Perfcounters added to the mainline
Posted Jul 3, 2009 23:09 UTC (Fri) by
mingo (subscriber, #31122)
In reply to:
Perfcounters added to the mainline by deater
Parent article:
Perfcounters added to the mainline
* There is still some lingering bitterness about how Ingo took over perfcounters [...]
(Just a question - from your post i gather that you are an (ex?) perfmon developer. If yes then i'm not surprised that you feel bitter about it - still it would have been nice had you openly disclosed your direct involvement and bias in this matter.)
The thing is, perfmon, despite being available for years, never achieved any measurable usage amongst kernel developers. You can check this yourself, just type: "git log --grep=pfmon" in an upstream kernel repository. It comes up empty: no-one ever found it important to mention pfmon in an upstream kernel changelog. Not one commit out of more than 150,000 upstream kernel commits ever mentioned that pfmon was used to measure something or to solve a problem.
The reason? I cannot speak for other kernel developers but i have my guesses: i tried it, and the thing is close to unusable to kernel developers. It has way too much overhead to measure workloads with lots of tasks and lots of overhead. It relies on a fat and quirky library and takes way too much effort to install and use. Its sampling (profiling) does not read ELF symbols as far as i could see.

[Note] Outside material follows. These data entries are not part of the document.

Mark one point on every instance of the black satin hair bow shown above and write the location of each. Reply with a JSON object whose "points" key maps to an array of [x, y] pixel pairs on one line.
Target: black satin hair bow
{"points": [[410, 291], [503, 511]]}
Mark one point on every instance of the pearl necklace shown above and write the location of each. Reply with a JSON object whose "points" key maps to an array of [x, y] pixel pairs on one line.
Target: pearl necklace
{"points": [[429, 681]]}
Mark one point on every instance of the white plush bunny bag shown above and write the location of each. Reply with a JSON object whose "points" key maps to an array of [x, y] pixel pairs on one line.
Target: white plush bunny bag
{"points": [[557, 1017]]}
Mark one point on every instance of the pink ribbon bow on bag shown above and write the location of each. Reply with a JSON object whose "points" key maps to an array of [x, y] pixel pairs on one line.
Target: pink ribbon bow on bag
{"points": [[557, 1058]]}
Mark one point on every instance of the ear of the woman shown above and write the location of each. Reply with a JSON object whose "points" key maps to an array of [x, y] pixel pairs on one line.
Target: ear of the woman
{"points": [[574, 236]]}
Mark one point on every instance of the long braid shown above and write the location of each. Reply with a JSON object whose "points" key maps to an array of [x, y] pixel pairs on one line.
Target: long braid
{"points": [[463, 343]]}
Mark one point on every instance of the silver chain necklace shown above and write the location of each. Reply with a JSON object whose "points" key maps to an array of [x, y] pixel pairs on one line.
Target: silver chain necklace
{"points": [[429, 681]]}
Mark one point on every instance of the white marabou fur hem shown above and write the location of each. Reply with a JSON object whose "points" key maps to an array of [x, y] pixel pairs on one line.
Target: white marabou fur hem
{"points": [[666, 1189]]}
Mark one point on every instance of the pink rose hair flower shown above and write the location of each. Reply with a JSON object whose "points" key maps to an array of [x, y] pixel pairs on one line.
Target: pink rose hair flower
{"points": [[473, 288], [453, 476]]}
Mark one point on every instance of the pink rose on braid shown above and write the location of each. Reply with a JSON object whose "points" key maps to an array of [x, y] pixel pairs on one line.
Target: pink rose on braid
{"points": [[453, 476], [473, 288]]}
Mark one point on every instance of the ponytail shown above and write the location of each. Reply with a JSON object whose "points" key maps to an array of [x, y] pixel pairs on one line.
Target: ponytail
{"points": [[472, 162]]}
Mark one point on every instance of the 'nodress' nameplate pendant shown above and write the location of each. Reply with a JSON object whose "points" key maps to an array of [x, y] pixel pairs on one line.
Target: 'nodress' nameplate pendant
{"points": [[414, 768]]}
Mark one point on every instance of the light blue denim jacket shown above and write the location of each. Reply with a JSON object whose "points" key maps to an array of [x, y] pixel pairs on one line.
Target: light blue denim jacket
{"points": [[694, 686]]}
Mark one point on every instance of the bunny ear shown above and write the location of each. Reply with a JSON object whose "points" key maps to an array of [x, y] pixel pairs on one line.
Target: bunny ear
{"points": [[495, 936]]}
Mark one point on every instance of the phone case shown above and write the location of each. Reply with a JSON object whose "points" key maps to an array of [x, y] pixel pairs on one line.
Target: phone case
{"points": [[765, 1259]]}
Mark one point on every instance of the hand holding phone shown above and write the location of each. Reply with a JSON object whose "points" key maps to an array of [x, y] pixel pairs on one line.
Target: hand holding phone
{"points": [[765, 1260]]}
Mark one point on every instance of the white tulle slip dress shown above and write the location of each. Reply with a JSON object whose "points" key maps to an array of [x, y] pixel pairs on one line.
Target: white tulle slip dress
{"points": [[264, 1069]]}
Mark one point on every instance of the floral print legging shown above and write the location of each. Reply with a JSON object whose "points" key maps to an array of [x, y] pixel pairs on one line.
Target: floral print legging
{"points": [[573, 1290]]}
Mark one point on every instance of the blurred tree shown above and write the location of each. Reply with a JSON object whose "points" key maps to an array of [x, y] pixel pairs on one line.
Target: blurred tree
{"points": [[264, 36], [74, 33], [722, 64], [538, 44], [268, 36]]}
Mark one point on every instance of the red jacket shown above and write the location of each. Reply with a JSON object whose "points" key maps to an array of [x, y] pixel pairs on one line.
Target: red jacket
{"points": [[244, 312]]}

perfmon had many other design problems as well (not directly visible to users) - i explained the reasons in the (many) posts i wrote about perfcounters in the past ~6 months. The main failure was that it tried to abstract on a way too low level, on an almost register basis - without the kernel having any knowledge about the structure of the hardware it abstracts away.
That design choice is lethal: it has shut off many interesting capabilities that perfcounters offers here and today: inherited counters, software counters, transparent workload monitoring, nested counters, various context-switch performance optimizations, etc. etc.